Lo primero de todo es ser hijo. Es algo que no se elige, sino que le es dado como su primera experiencia del amor, porque ha sido elegido y amado por un amor que le precede. El aprender a ser hijo es aprender a ser persona, es aprender a ser amado. Como afirma Santiago Acosta (2016): “la primera experiencia del ser humano, desde el punto de vista cronológico, es la de ser amado; y en la misma medida en que experimenta que es amado, puede empezar a realizar la experiencia de amar a los demás”.

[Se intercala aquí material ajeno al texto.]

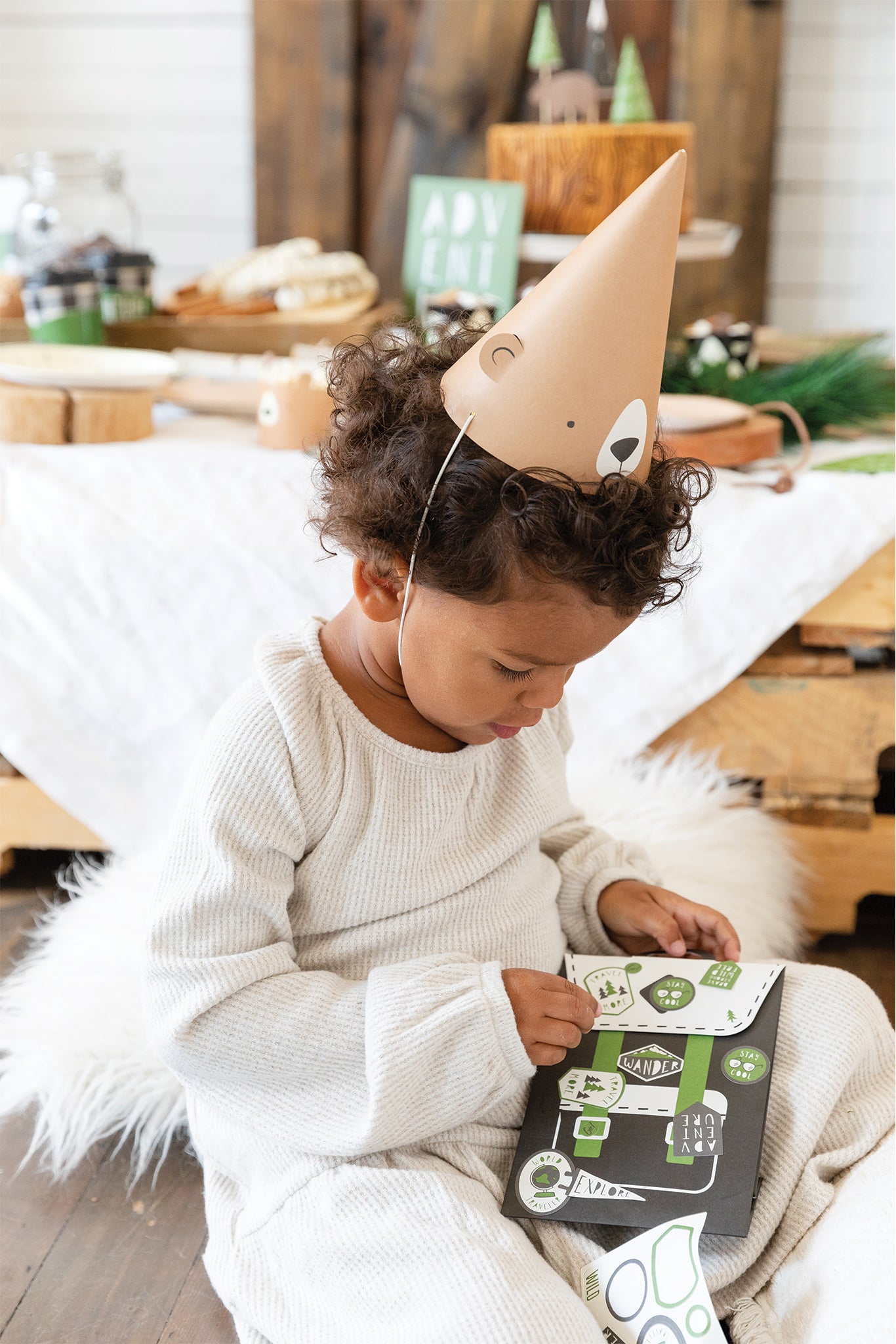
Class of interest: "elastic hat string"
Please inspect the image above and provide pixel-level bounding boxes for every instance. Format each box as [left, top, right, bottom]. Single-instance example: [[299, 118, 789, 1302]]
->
[[397, 411, 476, 668]]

La experiencia de ser amado por nuestros padres es de vital importancia, y principalmente en los primeros años de la infancia. La psicología lo afirma cuando habla del tema del apego y su repercusión en la vida de los hijos. El no vivir la experiencia de un apego seguro puede traer como consecuencias graves problemas en su desarrollo personal posterior. La experiencia de que un hijo se sienta muy amado, aceptado y reconocido es clave.

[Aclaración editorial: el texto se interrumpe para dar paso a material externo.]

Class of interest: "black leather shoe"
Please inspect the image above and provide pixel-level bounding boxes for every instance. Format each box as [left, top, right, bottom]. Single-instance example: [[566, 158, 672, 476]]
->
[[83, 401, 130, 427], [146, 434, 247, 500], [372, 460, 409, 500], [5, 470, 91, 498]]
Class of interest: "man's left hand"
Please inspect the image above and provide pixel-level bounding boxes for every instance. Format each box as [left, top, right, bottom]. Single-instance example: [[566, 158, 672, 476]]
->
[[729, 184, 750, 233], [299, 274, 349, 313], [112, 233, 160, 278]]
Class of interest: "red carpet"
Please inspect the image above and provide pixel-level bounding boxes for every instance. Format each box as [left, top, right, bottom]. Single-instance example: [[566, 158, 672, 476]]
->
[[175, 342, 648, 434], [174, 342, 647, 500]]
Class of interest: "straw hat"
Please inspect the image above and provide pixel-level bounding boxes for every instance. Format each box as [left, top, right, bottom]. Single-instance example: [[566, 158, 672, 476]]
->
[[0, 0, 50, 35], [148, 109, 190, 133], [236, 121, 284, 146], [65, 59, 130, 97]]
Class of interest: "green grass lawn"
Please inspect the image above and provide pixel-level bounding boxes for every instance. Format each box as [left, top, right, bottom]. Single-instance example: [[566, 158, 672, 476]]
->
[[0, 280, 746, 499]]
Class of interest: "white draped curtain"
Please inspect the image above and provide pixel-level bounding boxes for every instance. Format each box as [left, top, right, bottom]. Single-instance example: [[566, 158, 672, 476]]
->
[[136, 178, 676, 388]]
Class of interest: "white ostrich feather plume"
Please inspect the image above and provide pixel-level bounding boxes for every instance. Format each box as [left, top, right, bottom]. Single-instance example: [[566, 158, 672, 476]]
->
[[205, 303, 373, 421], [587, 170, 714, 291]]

Ser hijo es sinónimo de ser amado. La condición filial es la verdad ontológica más profunda de cada hombre. Esta experiencia primigenia, constitutiva, es la que manifiesta una radical receptividad, puesto que el hijo es aquel que recibe el ser, siendo constitutivamente destinatario del amor. Pero esta receptividad no es estática sino profundamente dinámica, de manera que en todos está presente en mayor o menor medida la lógica del dar y recibir (Larrú, 2014, p. 134).
El amor a los padres es algo muy grande, por ello es también un mandamiento. Dios pide a los hijos honrar a su padre y a su madre (Ex. 20, 12). El Papa Francisco, en Amoris Laetitia, explica su importancia de la siguiente manera: “Este mandamiento viene inmediatamente después de los que se refieren a Dios mismo. En efecto, encierra algo sagrado, algo divino, algo que está en la raíz de cualquier otro tipo de respeto entre los hombres” (n.189).

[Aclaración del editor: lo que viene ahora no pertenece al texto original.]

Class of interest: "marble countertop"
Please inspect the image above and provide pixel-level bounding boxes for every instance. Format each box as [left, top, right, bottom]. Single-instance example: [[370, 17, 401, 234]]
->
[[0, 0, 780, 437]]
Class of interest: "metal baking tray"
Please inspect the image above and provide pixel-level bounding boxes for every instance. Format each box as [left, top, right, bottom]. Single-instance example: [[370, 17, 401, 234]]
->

Además del respeto a los padres, se suma otra nota característica y esencial del amor filial que es la gratitud. Esto es la respuesta propia ante la recepción del don. “Cuando el agradecimiento es intenso se trasforma en fuerza de obra, en motor de acciones excelentes” (Larrú, 2014, pp. 138-139). Es una gratitud que nos hace vulnerables, porque nos ubica en situación de deudores. La gratitud del hijo se vincula con una mirada de reconocimiento, valoración y confianza hacia sus padres.